I have created a function ,using permutations
from itertools
, that takes all the possible compilations of the words and compare the strings and output the max value. The results are satisfactory but the whole procedure is really slow when I have to compare millions of names.
Something else that can be done is to sort the words such as:
' '.join(sorted('Michael Jordan'.split()))
>>>'Jordan Michael'
' '.join(sorted('Jordan Michael'.split()))
>>>'Jordan Michael'
Seems quite nice way and easy way to decrease the computations but we loose some sensitive cases. example:
name1 = ' '.join(sorted('Bizen Dim'.split()))
>>>'Bizen Dim'
name2 = ' '.join(sorted('Dim Mpizen'.split()))
>>>'Dim Mpizen'
SequenceMatcher(None, name1, name2).ratio()
>>> 0.55
These two names are the same as there are cases where people 'translating' their names from 'b' to 'mp' (I am one of them). Using this way we are loosing this 'match'.

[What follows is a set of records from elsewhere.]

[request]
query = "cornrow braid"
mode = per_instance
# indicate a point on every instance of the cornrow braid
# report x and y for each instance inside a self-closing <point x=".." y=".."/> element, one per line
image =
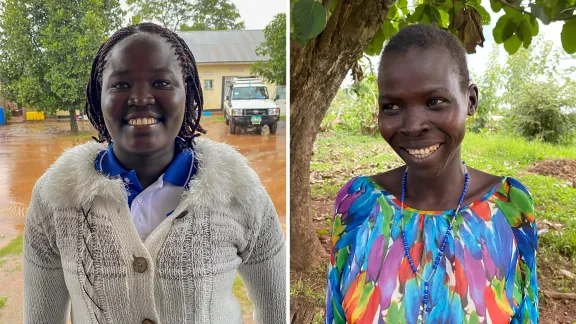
<point x="194" y="100"/>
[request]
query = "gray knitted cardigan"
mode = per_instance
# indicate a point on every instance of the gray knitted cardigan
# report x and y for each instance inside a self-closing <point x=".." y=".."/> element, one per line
<point x="81" y="247"/>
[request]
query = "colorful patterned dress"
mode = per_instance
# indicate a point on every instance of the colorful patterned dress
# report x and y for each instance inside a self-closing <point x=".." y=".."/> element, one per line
<point x="487" y="274"/>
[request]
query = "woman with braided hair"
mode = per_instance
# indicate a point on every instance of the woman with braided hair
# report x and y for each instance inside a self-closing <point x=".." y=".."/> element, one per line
<point x="151" y="223"/>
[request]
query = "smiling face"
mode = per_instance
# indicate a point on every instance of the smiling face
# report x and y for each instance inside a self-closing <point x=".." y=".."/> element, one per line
<point x="423" y="108"/>
<point x="143" y="94"/>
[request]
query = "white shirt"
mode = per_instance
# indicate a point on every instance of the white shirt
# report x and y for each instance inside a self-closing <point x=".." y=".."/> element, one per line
<point x="153" y="205"/>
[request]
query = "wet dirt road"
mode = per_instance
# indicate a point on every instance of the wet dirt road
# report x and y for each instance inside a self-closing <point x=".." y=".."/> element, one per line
<point x="27" y="150"/>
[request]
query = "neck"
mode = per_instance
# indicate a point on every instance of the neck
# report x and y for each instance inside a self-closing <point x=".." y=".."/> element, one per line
<point x="148" y="167"/>
<point x="439" y="192"/>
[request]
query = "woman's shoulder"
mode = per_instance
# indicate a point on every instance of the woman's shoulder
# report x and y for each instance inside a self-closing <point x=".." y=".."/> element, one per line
<point x="224" y="176"/>
<point x="515" y="202"/>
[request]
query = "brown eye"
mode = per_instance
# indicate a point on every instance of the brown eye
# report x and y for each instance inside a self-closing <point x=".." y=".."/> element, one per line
<point x="161" y="84"/>
<point x="390" y="107"/>
<point x="121" y="85"/>
<point x="435" y="101"/>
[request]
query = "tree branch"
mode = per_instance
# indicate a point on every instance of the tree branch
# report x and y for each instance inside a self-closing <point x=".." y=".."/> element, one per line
<point x="504" y="3"/>
<point x="326" y="35"/>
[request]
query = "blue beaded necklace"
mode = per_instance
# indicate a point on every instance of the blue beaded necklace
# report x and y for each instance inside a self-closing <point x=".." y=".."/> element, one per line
<point x="426" y="306"/>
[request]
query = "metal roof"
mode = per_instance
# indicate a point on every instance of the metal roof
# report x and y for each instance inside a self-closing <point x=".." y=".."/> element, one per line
<point x="224" y="46"/>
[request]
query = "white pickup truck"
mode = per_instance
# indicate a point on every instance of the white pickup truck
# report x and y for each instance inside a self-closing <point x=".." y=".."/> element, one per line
<point x="247" y="104"/>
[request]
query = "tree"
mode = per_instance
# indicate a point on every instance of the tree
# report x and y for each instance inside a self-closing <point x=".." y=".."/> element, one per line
<point x="274" y="46"/>
<point x="48" y="47"/>
<point x="177" y="14"/>
<point x="329" y="36"/>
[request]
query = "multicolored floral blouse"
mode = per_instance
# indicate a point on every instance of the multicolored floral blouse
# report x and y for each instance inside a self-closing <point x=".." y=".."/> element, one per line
<point x="488" y="274"/>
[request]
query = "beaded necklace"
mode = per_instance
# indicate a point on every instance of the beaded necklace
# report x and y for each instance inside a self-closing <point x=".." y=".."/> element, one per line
<point x="426" y="306"/>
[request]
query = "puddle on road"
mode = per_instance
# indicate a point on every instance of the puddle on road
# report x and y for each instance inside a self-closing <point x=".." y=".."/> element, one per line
<point x="27" y="150"/>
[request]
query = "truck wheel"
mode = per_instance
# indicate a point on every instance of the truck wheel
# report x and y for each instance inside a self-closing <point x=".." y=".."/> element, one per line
<point x="231" y="126"/>
<point x="273" y="127"/>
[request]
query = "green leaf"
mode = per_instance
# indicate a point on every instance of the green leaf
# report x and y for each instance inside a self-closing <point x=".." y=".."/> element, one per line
<point x="445" y="16"/>
<point x="568" y="36"/>
<point x="495" y="5"/>
<point x="309" y="18"/>
<point x="539" y="13"/>
<point x="388" y="29"/>
<point x="416" y="16"/>
<point x="524" y="31"/>
<point x="403" y="6"/>
<point x="534" y="25"/>
<point x="527" y="42"/>
<point x="136" y="19"/>
<point x="392" y="12"/>
<point x="509" y="29"/>
<point x="499" y="28"/>
<point x="483" y="13"/>
<point x="433" y="14"/>
<point x="512" y="44"/>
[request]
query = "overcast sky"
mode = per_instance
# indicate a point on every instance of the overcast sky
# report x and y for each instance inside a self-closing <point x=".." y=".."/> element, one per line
<point x="255" y="14"/>
<point x="478" y="61"/>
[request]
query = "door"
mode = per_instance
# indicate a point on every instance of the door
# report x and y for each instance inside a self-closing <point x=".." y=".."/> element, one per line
<point x="226" y="80"/>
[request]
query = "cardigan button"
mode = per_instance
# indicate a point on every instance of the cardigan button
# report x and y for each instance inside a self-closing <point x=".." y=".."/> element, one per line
<point x="140" y="265"/>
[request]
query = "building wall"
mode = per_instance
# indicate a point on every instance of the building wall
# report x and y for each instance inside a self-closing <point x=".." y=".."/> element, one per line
<point x="216" y="72"/>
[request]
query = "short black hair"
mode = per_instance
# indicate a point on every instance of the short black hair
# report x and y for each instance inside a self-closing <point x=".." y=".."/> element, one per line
<point x="423" y="36"/>
<point x="194" y="99"/>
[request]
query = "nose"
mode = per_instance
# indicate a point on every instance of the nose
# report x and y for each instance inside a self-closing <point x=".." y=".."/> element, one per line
<point x="415" y="122"/>
<point x="141" y="97"/>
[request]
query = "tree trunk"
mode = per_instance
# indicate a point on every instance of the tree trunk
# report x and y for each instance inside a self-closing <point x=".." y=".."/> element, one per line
<point x="73" y="122"/>
<point x="316" y="72"/>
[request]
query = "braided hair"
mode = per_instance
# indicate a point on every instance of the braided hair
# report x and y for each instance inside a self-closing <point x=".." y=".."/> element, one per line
<point x="194" y="101"/>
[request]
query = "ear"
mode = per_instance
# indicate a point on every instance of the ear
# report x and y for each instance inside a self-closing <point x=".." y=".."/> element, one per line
<point x="472" y="99"/>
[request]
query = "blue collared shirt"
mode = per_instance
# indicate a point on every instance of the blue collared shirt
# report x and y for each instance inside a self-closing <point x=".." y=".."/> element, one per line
<point x="157" y="201"/>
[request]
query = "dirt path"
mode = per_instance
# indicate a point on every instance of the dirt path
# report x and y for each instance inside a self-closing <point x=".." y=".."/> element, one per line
<point x="27" y="150"/>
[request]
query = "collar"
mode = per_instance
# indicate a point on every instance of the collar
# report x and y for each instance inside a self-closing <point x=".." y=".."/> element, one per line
<point x="72" y="180"/>
<point x="181" y="169"/>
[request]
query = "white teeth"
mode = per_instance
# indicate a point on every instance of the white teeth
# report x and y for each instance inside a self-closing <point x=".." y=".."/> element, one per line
<point x="142" y="121"/>
<point x="422" y="153"/>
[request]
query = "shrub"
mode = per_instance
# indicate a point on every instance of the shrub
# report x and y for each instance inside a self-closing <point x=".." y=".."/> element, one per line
<point x="541" y="111"/>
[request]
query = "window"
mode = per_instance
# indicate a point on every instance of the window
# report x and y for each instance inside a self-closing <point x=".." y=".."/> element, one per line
<point x="246" y="93"/>
<point x="208" y="84"/>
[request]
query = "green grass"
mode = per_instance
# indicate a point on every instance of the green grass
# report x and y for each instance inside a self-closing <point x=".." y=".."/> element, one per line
<point x="13" y="248"/>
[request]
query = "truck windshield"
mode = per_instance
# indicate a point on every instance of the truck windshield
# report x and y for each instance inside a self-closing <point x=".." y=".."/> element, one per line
<point x="246" y="93"/>
<point x="280" y="93"/>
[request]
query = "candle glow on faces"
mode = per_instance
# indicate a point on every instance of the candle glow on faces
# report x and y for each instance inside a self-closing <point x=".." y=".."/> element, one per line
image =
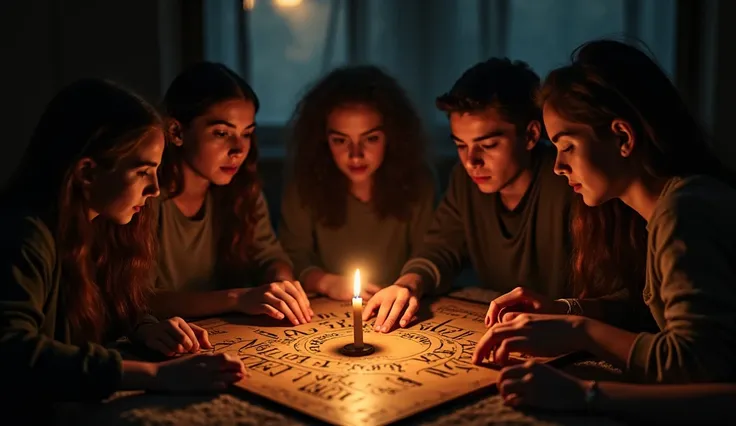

Is there any string distance algorithm that compares the words and do not take into consideration the order of the words? Or is there a recommendation how to implement efficiently the desired function?
Upvotes: 5
Views: 3941
Reputation: 9441
try fuzzywuzzy
install:
pip install fuzzywuzzy
pip install python-Levenshtein
use with order not mattering:
from fuzzywuzzy import fuzz
fuzz.token_sort_ratio(u'Michael Jordan',u'Jordan Michael')
>>100
Upvotes: 4
Reputation: 1012
You can tokenize the two strings (say, with the NLTK tokenizer), compute the distance between every word pair and return the sum of all distances.
Upvotes: 0
Reputation: 861
Try casting to lowercase, then sorting. Your problem with sorting with the original string is python sees capitals as higher in the order. (if you're going for levenshtein distance, the spaces shouldn't be an issue)
>>> ''.join(sorted('Michael Jordan'.lower()))
' aacdehijlmnor'
Then use the .index()
method to get substring positions. (you can also use this answer that uses the re
module and makes it much more varitable)
Upvotes: 0